In exercise of the powers conferred by Subsection (1) of Section 22 A of the Registration Act 1908, the Government of Tamil Nadu has declared a few documents as opposed to public policy through the G.O Ms No.150 Commercial Taxes dated September 22, 2000. This order also restrains the cancellation sale deed without the consent of the parties.

By revoking the above G.O. on July 25, 2007, it has now been made possible for the seller of a property to cancel the sale deed without the consent of the buyer. This has thrown a lot of issues and may have undesirable consequences.

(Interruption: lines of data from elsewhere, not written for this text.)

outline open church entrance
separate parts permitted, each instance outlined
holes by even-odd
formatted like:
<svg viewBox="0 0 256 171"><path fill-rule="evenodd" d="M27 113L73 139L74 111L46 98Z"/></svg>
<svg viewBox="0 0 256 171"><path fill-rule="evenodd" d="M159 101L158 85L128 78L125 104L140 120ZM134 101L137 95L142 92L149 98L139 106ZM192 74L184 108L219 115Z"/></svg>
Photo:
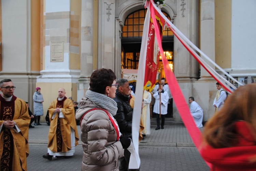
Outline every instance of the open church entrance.
<svg viewBox="0 0 256 171"><path fill-rule="evenodd" d="M124 26L122 29L122 69L138 69L144 20L146 12L146 9L140 10L129 14L125 19ZM170 17L166 13L163 12L163 13L171 20ZM173 33L169 29L166 27L163 33L162 46L173 72L174 67L173 45ZM161 57L160 59L158 67L158 72L160 73L158 77L159 80L156 81L156 83L160 81L161 78L165 78ZM136 80L129 80L129 82L130 87L132 87L132 90L136 91ZM152 108L153 113L155 99L153 95L152 97ZM166 117L172 118L172 99L169 100L169 102ZM154 114L153 116L154 116Z"/></svg>

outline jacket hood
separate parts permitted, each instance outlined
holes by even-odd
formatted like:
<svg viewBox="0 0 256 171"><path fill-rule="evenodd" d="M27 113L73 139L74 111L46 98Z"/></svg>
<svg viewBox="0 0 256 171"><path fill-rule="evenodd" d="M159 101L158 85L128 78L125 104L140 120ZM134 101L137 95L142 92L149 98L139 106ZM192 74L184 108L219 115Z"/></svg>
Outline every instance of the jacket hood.
<svg viewBox="0 0 256 171"><path fill-rule="evenodd" d="M75 118L77 120L81 118L85 113L92 109L97 107L87 97L83 97L79 101L79 108L75 112Z"/></svg>

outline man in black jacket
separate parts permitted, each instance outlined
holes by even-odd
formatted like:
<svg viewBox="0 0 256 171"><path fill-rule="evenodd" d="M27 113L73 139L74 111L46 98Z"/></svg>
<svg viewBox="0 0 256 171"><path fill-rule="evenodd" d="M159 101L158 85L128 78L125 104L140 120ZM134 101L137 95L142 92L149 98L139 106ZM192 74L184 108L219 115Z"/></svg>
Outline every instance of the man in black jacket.
<svg viewBox="0 0 256 171"><path fill-rule="evenodd" d="M28 104L28 102L26 102L26 104L27 104L27 106L28 107L28 114L29 115L29 116L30 117L30 123L29 123L29 125L28 126L29 128L34 128L35 127L32 126L31 125L33 122L34 122L34 119L34 119L34 115L33 114L33 113L30 111L29 109L29 105Z"/></svg>
<svg viewBox="0 0 256 171"><path fill-rule="evenodd" d="M131 122L132 120L132 109L129 102L131 90L128 80L124 78L118 79L118 84L114 100L117 104L117 111L114 117L117 122L120 132L123 136L131 138ZM124 157L119 159L118 169L120 171L128 170L130 156L131 153L127 149L125 149ZM139 170L139 169L129 169L129 170Z"/></svg>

Unilateral cancellation of the sale deed brings with it a host of problems, mostly for the buyer. There are instances in the past when the seller had cancelled the sale deed and the buyer approached the court for remedy. It will be pertinent to note that the Commissioner and Inspector-General of Registration and Stamps, Government of Andhra Pradesh, in his circular Memo No.G1/4838/04 dated December 17, 2004 had directed the registering officers to add a footnote to the effect that the cancellation deed is registered under the provisions of the Registration Act and that such unilateral cancellation is not valid unless the deed, which is cancelled, is annulled by the competent court.

Registered sale deeds executed duly have some sanctity and the people at large rely on them to test the title of a particular person to a particular property. If a person executes a sale deed and registers it today and then on the next day if he cancels it, there will be utter chaos in the market.